Producing a Loyc syntax tree
Normally, you’ll use {actions}
in the grammar to produce syntax tree objects. You can either design your own syntax tree, or use immutable Loyc trees (LNode
s). Let’s try out LNode
.
LNode
has static
methods for constructing nodes, but it’s more convenient to use LNodeFactory
which keeps track of the current source file (ISourceFile
) and provides a wider variety of methods for constructing nodes. So let’s start by modifying the constructor to create an LNodeFactory
:
LNodeFactory F;
protected Parser(IList<Token> list, ISourceFile file, int startIndex = 0)

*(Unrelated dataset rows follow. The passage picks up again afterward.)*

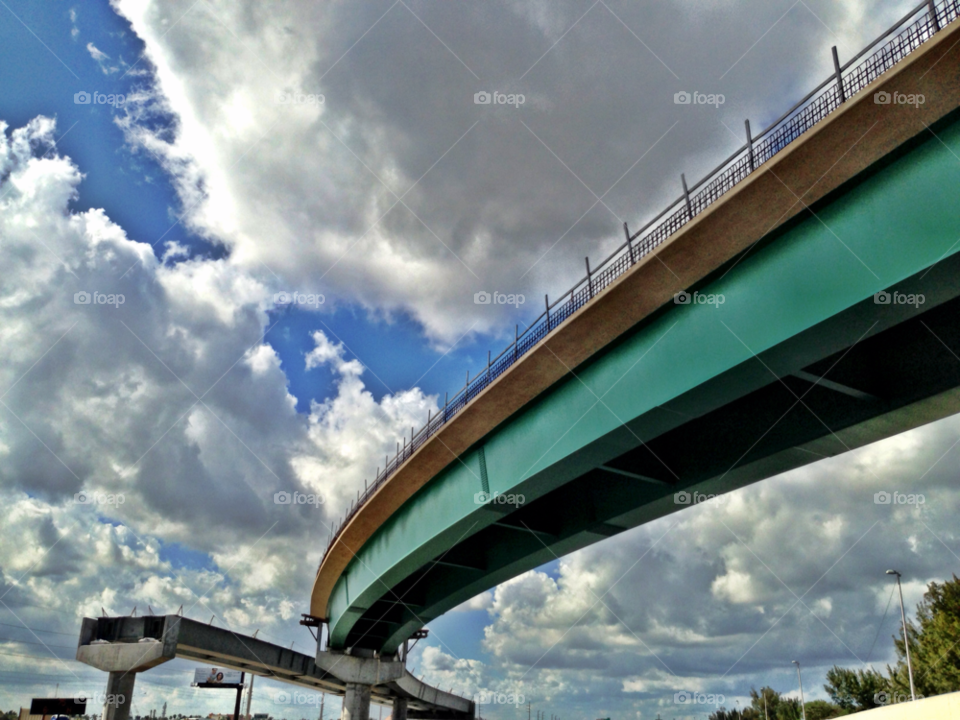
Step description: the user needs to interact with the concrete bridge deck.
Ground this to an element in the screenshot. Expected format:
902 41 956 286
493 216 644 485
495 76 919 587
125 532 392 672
77 615 474 720
311 2 960 653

: base(list, default(Token), file, startIndex) { F = new LNodeFactory(file); }
Now, let’s make a really small “language” that supports addition, subtraction, and “function calls”. So let’s create add some new token types for that:
public enum TokenType
{
EOF = 0, // End-of-file. If we choose 0, default(Token) is EOF
Number = 2, // Number, e.g. 3.3
Id = 3, // Identifier, e.g. foo bar x y
LParen = 4, // (
RParen = 5, // )
Comma = 6, // ,
Add = 10, // +
Sub = 11, // -
}
Next, let’s expand the lexer to recognize the new tokens Id
, LParen
, etc.:
private token Token Id() @{
('a'..'z'|'A'..'Z'|'_')
('a'..'z'|'A'..'Z'|'_'|'0'..'9')* {
return T(TT.Id, (Symbol) Text().ToString());
}
};
private token Token LParen() @{ '(' { return T(TT.LParen, null); } };
private token Token RParen() @{ ')' { return T(TT.RParen, null); } };
private token Token Comma() @{ ',' { return T(TT.Comma, null); } };
private token Token Operator()
@{ '+' { return T(TT.Add, CodeSymbols.Add); }
| '-' { return T(TT.Sub, CodeSymbols.Sub); }
};
Recall that T()
is a helper method, defined above, for creating a Token
. You could define a separate rule for each operator, but the code is a bit shorter if you combine all operators into a single token rule.

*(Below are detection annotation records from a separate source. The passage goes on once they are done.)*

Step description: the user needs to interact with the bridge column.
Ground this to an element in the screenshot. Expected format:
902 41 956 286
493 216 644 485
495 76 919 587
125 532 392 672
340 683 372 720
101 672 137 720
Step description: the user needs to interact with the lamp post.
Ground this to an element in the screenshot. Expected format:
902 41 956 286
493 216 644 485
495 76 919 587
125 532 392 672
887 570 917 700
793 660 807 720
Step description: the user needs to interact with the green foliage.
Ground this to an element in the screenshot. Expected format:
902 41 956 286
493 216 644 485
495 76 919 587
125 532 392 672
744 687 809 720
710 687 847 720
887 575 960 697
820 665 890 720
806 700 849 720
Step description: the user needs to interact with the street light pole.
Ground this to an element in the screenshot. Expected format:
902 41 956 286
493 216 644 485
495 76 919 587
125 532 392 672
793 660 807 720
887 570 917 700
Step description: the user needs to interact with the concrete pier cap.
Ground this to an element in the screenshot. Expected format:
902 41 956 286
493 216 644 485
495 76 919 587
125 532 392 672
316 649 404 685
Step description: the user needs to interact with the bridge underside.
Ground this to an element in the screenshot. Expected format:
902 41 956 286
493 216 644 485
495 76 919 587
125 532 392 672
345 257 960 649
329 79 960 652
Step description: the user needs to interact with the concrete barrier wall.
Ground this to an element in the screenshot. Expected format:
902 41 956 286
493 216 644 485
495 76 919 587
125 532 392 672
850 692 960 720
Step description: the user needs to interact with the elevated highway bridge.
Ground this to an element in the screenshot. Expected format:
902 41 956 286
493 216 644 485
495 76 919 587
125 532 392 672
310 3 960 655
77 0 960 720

Note that when creating the operator tokens, we set the value to one of the predefined symbols in CodeSymbols
, because LNode
uses Symbol
to represent all identifiers and operator names, so we will use the Symbol
later when constructing the syntax tree. To specify a Symbol
that does not exist in CodeSymbols
, you can cast any string
to Symbol
(e.g. (Symbol)"string"
). The benefit of Symbol
over string
is that comparing Symbols is as fast as comparing two integers; this is because ==
is not overloaded: equality is defined as reference equality, as there is only one instance of a given Symbol
.
Finally, we need to write a grammar for our new language. In Grammars.ecs, replace the Parser
class with this code:
partial class Parser
{
LLLPG (parser(matchType: int, laType: TokenType, terminalType: Token,
listInitializer: VList<T> _ = new VList<T>()));
alias("(" = TT.LParen);
alias(")" = TT.RParen);
alias("+" = TT.Add);
alias("-" = TT.Sub);
alias("," = TT.Comma);
rule LNode ExpressionAndEof @{
// Usually you should define a rule that checks for EOF at the end,
// otherwise bad input like "5 x" can parse successfully (as a literal 5)
result:Expression EOF
};
rule LNode Expression @{
result:PrimaryExpr
[ // Infix operator
op:("+"|"-") PrimaryExpr {$result = F.Call((Symbol) op.Value, $result, $PrimaryExpr);}
]*
};
rule LNode PrimaryExpr @{
result:Atom
[ // Method call
"(" ExpressionList ")" {$result = F.Call($result, $ExpressionList);}
]*
};
rule VList<LNode> ExpressionList @{
result+:Expression ["," result+:Expression]*
};
rule LNode Atom
@{ t:TT.Number { return F.Literal(t); }
| t:TT.Id { return F.Id(t); }
| "(" Expression ")" { return F.InParens($Expression); }
| error {Error(0, "Expected subexpression");}
(_|EOF) { return F.Missing; }
};
}
I took the liberty of adding a bit of manual error handling in the last rule, as discussed in Error Handling.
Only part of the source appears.